Barack Hussein Obama Inauguration speech 2009
However as we enter the "greatest" depression ever in US history (see my article of September 11th 2007 http://jonsyrose.blogspot.com/2007/09/liquidity-crisis-little-reflection.html) and face what could be the end of the American Era of Global Dominance; history teaches us that the $3.5 Trillion will not be enough just as the $2.5Bn wasn't enough in 1932. The incredibly job building programs of public infrastructure that Barack Hussein Obama proposes, mimicking the 1935 public works will not be enough and the 1.5m that became homeless during the 1930's will likely and sadly repeat itself. Foreclosures are headed towards an all time high and bank lending is tightening whilst fear runs rampant throughout main street America where job security is non existent. Henry Paulson replicated the FDR bank holiday and cash injection on October 14th 2008 with some $250Bn invested in the banks in an attempt to prevent the homelessness if not the rush on banks. This didn't occur as he raised the FDIC limits to $250,000 much as FDR brought the FDIC into being to prevent or mitigate the rush in the late 1920's and early 1930's. Timothy Geitner has proposed the Public-Private Investment Program to further try to avoid the mass foreclosures but America's consumers are overleveraged as are our businesses. Spending grew out of control and the checks and balances of the economy are attempting to right the sinking ship.

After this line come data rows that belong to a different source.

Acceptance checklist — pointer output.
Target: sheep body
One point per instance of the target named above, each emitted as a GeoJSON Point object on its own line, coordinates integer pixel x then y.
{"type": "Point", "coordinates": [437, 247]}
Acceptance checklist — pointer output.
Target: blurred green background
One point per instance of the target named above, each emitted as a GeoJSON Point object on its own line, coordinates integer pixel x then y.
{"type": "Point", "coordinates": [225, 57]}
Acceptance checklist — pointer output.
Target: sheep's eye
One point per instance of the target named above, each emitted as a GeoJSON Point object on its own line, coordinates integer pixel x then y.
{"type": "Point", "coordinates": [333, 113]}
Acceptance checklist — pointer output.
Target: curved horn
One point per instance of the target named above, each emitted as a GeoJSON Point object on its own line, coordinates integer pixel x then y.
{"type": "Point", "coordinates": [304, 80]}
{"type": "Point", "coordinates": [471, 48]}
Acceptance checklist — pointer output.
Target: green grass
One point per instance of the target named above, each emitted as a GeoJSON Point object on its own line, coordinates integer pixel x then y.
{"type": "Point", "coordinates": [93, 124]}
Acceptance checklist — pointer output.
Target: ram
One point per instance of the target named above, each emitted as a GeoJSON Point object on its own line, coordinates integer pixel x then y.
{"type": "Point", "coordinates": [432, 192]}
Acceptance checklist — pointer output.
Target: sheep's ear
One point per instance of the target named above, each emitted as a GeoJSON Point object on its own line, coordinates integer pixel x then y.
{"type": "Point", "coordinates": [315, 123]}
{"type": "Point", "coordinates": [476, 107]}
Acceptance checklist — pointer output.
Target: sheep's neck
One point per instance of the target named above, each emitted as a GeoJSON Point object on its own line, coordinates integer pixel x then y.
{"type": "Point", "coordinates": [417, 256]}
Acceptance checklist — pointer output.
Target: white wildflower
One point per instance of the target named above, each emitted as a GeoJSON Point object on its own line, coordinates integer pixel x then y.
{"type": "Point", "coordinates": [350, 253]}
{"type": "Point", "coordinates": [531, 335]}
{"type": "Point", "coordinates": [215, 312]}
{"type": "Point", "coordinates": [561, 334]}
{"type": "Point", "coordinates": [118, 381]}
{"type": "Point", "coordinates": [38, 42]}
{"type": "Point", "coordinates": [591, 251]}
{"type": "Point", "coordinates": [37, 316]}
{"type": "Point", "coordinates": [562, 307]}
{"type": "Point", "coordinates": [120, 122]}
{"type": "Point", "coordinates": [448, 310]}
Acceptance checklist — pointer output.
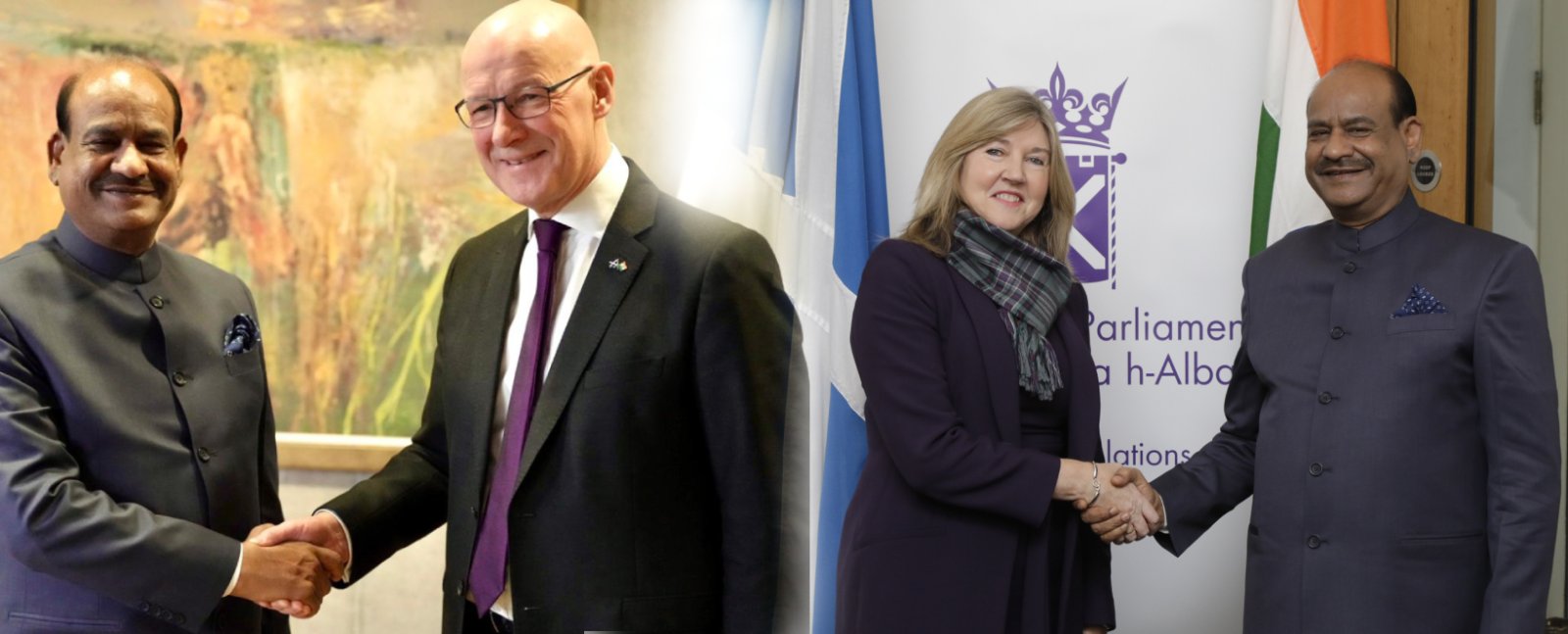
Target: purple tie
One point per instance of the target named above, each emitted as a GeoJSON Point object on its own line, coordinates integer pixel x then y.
{"type": "Point", "coordinates": [488, 573]}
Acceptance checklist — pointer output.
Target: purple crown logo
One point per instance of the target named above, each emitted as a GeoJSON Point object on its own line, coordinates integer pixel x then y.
{"type": "Point", "coordinates": [1084, 124]}
{"type": "Point", "coordinates": [1081, 118]}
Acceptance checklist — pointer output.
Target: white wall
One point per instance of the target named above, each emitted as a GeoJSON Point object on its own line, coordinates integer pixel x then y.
{"type": "Point", "coordinates": [1554, 214]}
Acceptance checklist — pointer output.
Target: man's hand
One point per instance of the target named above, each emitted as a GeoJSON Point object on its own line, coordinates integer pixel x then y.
{"type": "Point", "coordinates": [292, 573]}
{"type": "Point", "coordinates": [1136, 500]}
{"type": "Point", "coordinates": [320, 529]}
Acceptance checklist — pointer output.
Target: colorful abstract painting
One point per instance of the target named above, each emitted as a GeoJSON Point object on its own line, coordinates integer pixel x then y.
{"type": "Point", "coordinates": [325, 169]}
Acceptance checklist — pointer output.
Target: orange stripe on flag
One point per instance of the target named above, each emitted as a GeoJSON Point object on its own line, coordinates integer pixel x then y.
{"type": "Point", "coordinates": [1346, 28]}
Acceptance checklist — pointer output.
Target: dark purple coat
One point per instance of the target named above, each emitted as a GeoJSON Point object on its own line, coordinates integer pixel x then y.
{"type": "Point", "coordinates": [932, 532]}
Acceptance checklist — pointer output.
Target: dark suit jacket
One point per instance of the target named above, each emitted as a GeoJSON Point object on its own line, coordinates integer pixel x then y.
{"type": "Point", "coordinates": [650, 485]}
{"type": "Point", "coordinates": [1403, 469]}
{"type": "Point", "coordinates": [133, 454]}
{"type": "Point", "coordinates": [932, 531]}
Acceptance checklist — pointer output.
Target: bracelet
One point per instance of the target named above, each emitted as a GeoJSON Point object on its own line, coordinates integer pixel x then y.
{"type": "Point", "coordinates": [1094, 479]}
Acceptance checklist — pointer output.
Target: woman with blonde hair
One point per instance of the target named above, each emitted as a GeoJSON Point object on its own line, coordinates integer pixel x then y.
{"type": "Point", "coordinates": [982, 402]}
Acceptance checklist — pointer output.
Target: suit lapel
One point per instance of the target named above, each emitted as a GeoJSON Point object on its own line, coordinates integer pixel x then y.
{"type": "Point", "coordinates": [480, 380]}
{"type": "Point", "coordinates": [996, 355]}
{"type": "Point", "coordinates": [1081, 378]}
{"type": "Point", "coordinates": [595, 310]}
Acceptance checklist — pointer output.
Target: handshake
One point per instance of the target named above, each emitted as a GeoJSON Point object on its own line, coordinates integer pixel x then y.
{"type": "Point", "coordinates": [1126, 511]}
{"type": "Point", "coordinates": [292, 565]}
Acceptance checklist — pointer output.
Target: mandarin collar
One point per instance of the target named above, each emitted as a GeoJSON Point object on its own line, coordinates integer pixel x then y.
{"type": "Point", "coordinates": [1382, 229]}
{"type": "Point", "coordinates": [106, 261]}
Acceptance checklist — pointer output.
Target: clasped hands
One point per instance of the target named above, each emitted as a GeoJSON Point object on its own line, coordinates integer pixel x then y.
{"type": "Point", "coordinates": [292, 565]}
{"type": "Point", "coordinates": [1126, 511]}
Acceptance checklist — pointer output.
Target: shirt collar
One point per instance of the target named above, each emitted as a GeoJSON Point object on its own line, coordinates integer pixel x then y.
{"type": "Point", "coordinates": [106, 261]}
{"type": "Point", "coordinates": [1382, 229]}
{"type": "Point", "coordinates": [590, 213]}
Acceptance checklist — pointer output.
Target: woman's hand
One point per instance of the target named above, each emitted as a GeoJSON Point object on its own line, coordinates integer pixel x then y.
{"type": "Point", "coordinates": [1112, 523]}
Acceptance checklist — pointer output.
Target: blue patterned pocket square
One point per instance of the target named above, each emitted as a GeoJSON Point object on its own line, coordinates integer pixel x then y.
{"type": "Point", "coordinates": [1419, 303]}
{"type": "Point", "coordinates": [242, 336]}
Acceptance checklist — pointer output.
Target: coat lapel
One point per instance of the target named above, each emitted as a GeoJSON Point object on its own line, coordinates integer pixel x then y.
{"type": "Point", "coordinates": [1081, 378]}
{"type": "Point", "coordinates": [480, 380]}
{"type": "Point", "coordinates": [996, 357]}
{"type": "Point", "coordinates": [595, 310]}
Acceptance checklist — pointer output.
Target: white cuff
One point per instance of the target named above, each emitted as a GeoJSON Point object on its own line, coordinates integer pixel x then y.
{"type": "Point", "coordinates": [235, 578]}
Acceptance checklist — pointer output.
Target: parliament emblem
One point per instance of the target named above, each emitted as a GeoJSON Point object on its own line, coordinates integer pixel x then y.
{"type": "Point", "coordinates": [1084, 124]}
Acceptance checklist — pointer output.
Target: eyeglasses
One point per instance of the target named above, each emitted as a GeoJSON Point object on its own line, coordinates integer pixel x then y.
{"type": "Point", "coordinates": [524, 104]}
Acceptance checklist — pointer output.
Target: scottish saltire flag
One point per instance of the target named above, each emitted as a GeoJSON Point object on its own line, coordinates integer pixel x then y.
{"type": "Point", "coordinates": [1308, 38]}
{"type": "Point", "coordinates": [805, 169]}
{"type": "Point", "coordinates": [859, 220]}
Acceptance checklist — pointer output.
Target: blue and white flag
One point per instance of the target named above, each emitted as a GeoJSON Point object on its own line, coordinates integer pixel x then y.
{"type": "Point", "coordinates": [807, 170]}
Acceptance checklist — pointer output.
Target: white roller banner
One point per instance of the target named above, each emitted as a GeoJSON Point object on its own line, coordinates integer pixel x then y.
{"type": "Point", "coordinates": [1159, 104]}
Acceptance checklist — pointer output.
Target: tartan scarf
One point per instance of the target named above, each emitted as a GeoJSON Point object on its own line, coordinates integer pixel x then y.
{"type": "Point", "coordinates": [1027, 286]}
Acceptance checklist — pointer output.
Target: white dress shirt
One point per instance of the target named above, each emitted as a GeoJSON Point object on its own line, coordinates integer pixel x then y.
{"type": "Point", "coordinates": [585, 219]}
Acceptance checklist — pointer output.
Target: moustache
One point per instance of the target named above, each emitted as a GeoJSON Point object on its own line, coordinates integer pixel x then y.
{"type": "Point", "coordinates": [129, 184]}
{"type": "Point", "coordinates": [1324, 165]}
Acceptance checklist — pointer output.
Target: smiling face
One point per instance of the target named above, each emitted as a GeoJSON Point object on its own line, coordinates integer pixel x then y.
{"type": "Point", "coordinates": [1356, 154]}
{"type": "Point", "coordinates": [118, 169]}
{"type": "Point", "coordinates": [546, 161]}
{"type": "Point", "coordinates": [1005, 180]}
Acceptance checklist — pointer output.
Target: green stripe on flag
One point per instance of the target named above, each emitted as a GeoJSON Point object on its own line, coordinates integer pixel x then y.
{"type": "Point", "coordinates": [1262, 179]}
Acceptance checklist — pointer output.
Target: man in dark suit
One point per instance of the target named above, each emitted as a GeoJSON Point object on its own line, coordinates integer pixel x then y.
{"type": "Point", "coordinates": [135, 427]}
{"type": "Point", "coordinates": [603, 432]}
{"type": "Point", "coordinates": [1395, 413]}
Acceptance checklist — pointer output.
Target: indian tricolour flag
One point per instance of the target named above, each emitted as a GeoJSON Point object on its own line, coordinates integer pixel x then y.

Foreclosures are Inevitable
People do not earn enough to meet a three and a half time ratio for earnings unless house prices return to realistic levels. The only way to achieve this is for them to be foreclosed upon and resold. This was seen with the penny auctions in the 30's. Rents must return to being fairly close to the mortgage payment, this is, in my opinion, the essential fair value of a property and the yardstick I have always invested by. Seeing as earning cannot support higher rents then this is another reason for the overheated property market to reset. Hold off your buying for at least another 12-18 months while the government and banks realize that this is inevitable and must be done. Banks must realize and actualize their losses or the government must assume and actualize these losses through the Public-Private Investment Program.

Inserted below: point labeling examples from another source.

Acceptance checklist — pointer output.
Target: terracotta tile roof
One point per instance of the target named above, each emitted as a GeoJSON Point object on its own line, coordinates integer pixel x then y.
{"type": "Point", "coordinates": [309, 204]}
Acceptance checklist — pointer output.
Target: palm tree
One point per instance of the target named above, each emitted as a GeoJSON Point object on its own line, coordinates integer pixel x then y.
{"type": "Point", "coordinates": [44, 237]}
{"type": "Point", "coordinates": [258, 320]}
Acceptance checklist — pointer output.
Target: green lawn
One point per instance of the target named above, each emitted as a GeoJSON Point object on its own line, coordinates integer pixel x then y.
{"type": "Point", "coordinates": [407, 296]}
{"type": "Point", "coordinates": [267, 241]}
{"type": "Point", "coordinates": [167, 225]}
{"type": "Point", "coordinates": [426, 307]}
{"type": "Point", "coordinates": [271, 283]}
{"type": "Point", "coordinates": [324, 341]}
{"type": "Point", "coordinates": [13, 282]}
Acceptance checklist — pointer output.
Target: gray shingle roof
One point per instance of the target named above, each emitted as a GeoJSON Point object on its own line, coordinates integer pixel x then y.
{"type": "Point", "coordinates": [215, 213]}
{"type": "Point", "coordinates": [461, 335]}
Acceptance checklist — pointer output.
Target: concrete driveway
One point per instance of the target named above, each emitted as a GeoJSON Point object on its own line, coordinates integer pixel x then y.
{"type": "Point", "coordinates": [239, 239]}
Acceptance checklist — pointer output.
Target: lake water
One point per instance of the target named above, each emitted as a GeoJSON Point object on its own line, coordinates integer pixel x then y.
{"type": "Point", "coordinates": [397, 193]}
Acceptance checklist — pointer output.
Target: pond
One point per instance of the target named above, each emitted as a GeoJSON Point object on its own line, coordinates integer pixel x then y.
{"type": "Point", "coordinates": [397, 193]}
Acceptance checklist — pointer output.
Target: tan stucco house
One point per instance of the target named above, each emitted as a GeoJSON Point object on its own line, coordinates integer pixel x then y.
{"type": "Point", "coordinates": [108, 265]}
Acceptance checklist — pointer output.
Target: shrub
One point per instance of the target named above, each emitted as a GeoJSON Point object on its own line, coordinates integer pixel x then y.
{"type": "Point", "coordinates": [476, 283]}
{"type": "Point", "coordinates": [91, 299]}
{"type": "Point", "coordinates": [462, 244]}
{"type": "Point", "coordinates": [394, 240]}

Suicide and the Reality of Returns
Lets hope that suicides do not once again reach their height of 18 per 100,000 as during the 1930's although the high profile suicide of Rene-Thierry Magon de la Villehuchet who lost in the region of $1.3Bn with Bernard Madoff does not bode well. Bernard Madoff exposed the weaknesses and cracks in the system which cozy's up to insiders as his scheme grew to such levels that it collapsed under its own weight and demands for injections of new cash; much like Charles Ponzi's Scheme did in 1920. Harry Marcopoulos was ignored as were many others who explained that some things were too good to be true and the basic rules of math's and economics do not and cannot be changed. Greed, Euphoria and the desire to "keep up with the Jones's" kept people investing speculatively and chasing the dream of rags to riches/ overnight successes and quick millions. Even now diner tables are still filled with people talking of the one deal they invested in where they got high returns etc and ignore and gloss over all the others they lost on. The average investor doesn't achieve more than 5-6% per annum if the truth be known although to hear them talk you would think you are missing out all the time and they are raking in 15-20%.
Why Obama May Choose War
World War II resulted in the US government expending $500Bn and it still took till 1943 to restore employment (with a significant decrease in the male population) and till the late 40's-early 50's for the stock market to return to its pre 1929 high. This in modern money would be government war expenditure of in excess of $10 Trillion and probably closer to $20-30 Trillion in real terms. History teaches us this is the kind of figure necessary in simpler time with a less complex and interwoven global economy.
"These are the indicators of crisis, subject to data and statistics. Less measurable, but no less profound, is a sapping of confidence across our land; a nagging fear that America's decline is inevitable, that the next generation must lower its sights." Barack Hussein Obama Inauguration speech 2009
Don't lower your sights, just remember that no one gets rich over night, there are years and normally decades of hard work that lead up to "overnight" success. Slow and steady growth of investments from savings put away on a weekly or monthly basis is what built the middle class and will rebuild it again. Solid cash flowing businesses that produce essential products and utilities will always be in demand and will provide constant dividends that if reinvested will far outperform equity value growth over decades. Think long term, the Chinese and Japanese are and they are the societies most likely to take the lead in growth and power over the next Era which I like to think of as the "Asian Era." This doesn't mean that one should discount Europe which will always be a solid performer or America, just don't expect to see the kind of dominance and world leadership that has been witnessed over the last 100 plus years.